Prisoners given drug vending machines
Vending machines have been installed at three West Midlands jails to dispense drugs to addict inmates.
Vending machines have been installed at three West Midlands jails to dispense drugs to addict inmates.
Featherstone, Stafford and Birmingham's Winson Green are among the prisons with machines automatically dispensing heroin substitute methadone.
The machines will allow prisoners to access the drug directly by scanning their fingerprint or iris.
They are part of a £4million scheme that will see the machines installed in half the 140 prisons in England and Wales.

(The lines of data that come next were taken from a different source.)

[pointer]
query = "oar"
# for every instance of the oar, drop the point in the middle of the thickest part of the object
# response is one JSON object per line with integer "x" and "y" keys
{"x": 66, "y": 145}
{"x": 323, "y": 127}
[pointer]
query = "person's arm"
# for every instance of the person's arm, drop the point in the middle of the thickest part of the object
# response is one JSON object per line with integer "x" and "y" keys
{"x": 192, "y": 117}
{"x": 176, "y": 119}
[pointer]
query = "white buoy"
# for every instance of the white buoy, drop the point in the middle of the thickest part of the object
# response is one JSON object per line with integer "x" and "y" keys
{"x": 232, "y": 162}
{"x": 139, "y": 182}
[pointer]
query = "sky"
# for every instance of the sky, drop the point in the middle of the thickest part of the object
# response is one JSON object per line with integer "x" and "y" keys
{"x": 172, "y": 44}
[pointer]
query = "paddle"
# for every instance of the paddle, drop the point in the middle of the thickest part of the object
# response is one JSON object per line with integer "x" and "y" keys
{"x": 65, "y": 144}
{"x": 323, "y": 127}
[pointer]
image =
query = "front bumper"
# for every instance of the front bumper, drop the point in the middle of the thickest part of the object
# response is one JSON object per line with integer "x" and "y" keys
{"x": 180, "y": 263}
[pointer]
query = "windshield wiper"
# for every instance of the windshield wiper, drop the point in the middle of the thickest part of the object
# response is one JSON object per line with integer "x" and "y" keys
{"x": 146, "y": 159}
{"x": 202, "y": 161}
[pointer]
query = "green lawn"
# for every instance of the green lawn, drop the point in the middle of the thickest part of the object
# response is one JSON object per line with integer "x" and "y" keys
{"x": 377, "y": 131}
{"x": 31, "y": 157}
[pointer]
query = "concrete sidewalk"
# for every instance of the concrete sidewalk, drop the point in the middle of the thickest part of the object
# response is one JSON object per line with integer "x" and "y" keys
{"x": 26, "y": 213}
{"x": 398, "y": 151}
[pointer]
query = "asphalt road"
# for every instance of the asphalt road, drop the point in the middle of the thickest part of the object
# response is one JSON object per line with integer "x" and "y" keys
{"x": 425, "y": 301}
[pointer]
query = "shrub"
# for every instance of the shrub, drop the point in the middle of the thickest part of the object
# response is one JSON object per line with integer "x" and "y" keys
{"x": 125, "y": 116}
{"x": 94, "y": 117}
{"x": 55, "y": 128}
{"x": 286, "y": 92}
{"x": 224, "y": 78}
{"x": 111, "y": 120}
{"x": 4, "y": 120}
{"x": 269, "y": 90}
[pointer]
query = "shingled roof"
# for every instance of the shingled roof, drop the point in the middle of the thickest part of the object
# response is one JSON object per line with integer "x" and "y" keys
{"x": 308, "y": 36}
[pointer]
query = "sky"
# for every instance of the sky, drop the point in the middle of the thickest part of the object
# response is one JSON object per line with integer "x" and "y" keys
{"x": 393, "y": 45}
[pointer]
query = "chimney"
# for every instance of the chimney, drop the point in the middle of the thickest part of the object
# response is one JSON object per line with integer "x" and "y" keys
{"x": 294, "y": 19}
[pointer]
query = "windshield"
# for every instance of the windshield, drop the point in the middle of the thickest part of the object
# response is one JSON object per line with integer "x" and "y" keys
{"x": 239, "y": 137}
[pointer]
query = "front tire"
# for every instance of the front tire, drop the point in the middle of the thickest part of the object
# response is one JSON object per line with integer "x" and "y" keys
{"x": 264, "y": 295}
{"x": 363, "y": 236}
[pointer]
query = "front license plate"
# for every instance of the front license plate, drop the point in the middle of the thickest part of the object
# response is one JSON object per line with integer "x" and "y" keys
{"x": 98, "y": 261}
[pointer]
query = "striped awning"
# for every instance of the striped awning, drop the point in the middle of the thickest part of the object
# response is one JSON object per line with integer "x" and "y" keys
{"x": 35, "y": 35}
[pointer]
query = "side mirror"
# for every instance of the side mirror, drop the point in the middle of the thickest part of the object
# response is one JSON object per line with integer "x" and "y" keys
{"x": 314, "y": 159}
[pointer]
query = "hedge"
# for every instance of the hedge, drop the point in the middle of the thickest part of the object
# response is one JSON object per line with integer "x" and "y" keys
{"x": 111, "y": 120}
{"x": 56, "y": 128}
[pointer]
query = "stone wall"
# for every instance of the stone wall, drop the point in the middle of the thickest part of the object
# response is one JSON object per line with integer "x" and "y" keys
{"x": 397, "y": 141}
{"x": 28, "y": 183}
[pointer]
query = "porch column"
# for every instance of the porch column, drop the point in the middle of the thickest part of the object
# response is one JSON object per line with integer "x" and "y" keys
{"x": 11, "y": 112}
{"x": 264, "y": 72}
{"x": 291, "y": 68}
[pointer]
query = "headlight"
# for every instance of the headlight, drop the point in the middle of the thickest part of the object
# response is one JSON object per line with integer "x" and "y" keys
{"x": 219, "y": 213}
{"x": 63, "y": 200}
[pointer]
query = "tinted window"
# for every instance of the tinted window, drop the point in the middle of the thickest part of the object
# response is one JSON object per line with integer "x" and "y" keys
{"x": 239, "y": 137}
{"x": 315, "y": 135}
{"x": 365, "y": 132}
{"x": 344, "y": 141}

Shadow justice secretary Dominic Grieve, who uncovered details of the scheme, believes it amounts to an "admission of failure" in attempts to get addicts clean.
The total cost of the machines exceeds by £1million the amount spent on an abstinence programme aimed at getting addicts off drugs, he claims.
Methadone prescription is official policy for tackling heroin withdrawal.
Its supporters claim it gives the best hope of breaking the cycle of hardcore heroin use.
But critics reckon methadone just replaces one dependency with another, some others believe it can be even harder to quit than heroin.
A Department of Health spokeswoman claimed the money spent on the dispensers is only a fraction of the £40million spent on drug treatment programmes.
She added the dispensers are "safe and secure" and only accessed by those on a prescribed treatment, adding that the level of drug misuse in prisons – as measured by official figures – had declined by 63 per cent since 1996/97.